If you are running a motor that high the tab will be nothing more than just another sacrificial anode on any size motor tiller or center/side console. The only time that tab really works is when the cavitation plate on the lower unit is even or just a little higher than the bottom of the transom. I ran both my 90 and 70 with and without them and noticed no difference. They were not tillers but the 90 had no power steering. The only thing that really helped that 90 was a Tran compression plate. I went from having to hold the wheel hard left when fully jacked to being able to steer with two fingers after installing the plate. It channels a lot of water and I can only imagine how much less stress is put on your steering system.


----------



## Vertigo (Jun 3, 2012)

I've tried a couple of different skeg tabs as well as modifying the skeg shape, all with not much luck. As noted above, the skeg is not doing much when the prop is getting most of it's water thru the tunnel. I've modified the trim tab on my current motor with an epoxy compound to make it larger and longer. Since it always sits in the prop wash, no matter how high the motor, it does help to control torque. At lower motor positions, tilt/trim can come into play to take the load off the tiller.


----------



## crboggs (Mar 30, 2015)

So basically expect more steering torque when you're jacked up and your control surfaces on the lower unit aren't able to help offset?

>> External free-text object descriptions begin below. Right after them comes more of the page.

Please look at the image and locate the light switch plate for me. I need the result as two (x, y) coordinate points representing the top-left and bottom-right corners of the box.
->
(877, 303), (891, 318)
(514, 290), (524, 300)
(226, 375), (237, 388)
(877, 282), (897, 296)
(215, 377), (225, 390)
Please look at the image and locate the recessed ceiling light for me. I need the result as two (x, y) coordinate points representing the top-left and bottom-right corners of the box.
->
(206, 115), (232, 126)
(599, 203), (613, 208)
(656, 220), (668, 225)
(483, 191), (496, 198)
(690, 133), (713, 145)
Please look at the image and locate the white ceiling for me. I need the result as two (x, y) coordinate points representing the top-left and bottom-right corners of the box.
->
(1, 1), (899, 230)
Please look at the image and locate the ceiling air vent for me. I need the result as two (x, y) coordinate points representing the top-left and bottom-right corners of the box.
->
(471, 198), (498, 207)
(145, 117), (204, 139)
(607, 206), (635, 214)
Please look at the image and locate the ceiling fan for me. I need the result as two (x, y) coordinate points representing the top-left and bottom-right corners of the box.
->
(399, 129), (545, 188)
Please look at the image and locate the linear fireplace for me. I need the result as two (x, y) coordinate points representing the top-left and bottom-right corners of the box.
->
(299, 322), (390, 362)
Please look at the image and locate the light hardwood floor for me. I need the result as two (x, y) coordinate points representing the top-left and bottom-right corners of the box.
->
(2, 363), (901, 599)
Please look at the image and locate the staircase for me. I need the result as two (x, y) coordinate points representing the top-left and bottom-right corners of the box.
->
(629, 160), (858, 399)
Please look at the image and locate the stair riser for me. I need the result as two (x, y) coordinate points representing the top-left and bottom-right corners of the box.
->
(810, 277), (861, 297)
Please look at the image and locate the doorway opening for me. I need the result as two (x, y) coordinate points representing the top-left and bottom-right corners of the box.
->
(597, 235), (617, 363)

That makes sense. Sounds like I'll need to fine tune the engine height and trim angle to see what works best for long / normal runs.


----------



## Smackdaddy53 (Dec 31, 2012)

crboggs said:


> So basically expect more steering torque when you're jacked up and your control surfaces on the lower unit aren't able to help offset?
> 
> That makes sense. Sounds like I'll need to fine tune the engine height and trim angle to see what works best for long / normal runs.


Yes, I noticed much more torque steer as the motors are raised probably because the tab is less effective the further you lift it and the prop is grabbing the water differently. I can’t tell as much on the 70 because it has hydraulic steering.


----------



## sjrobin (Jul 13, 2015)

Tiller but no tunnel, micro jack, with/without Tran plate, more torque the higher or lower the prop is above the hull. Like anything else, there is an optimum elevation depending on how the water flows off the stern. Set by design, speed, load, and water conditions.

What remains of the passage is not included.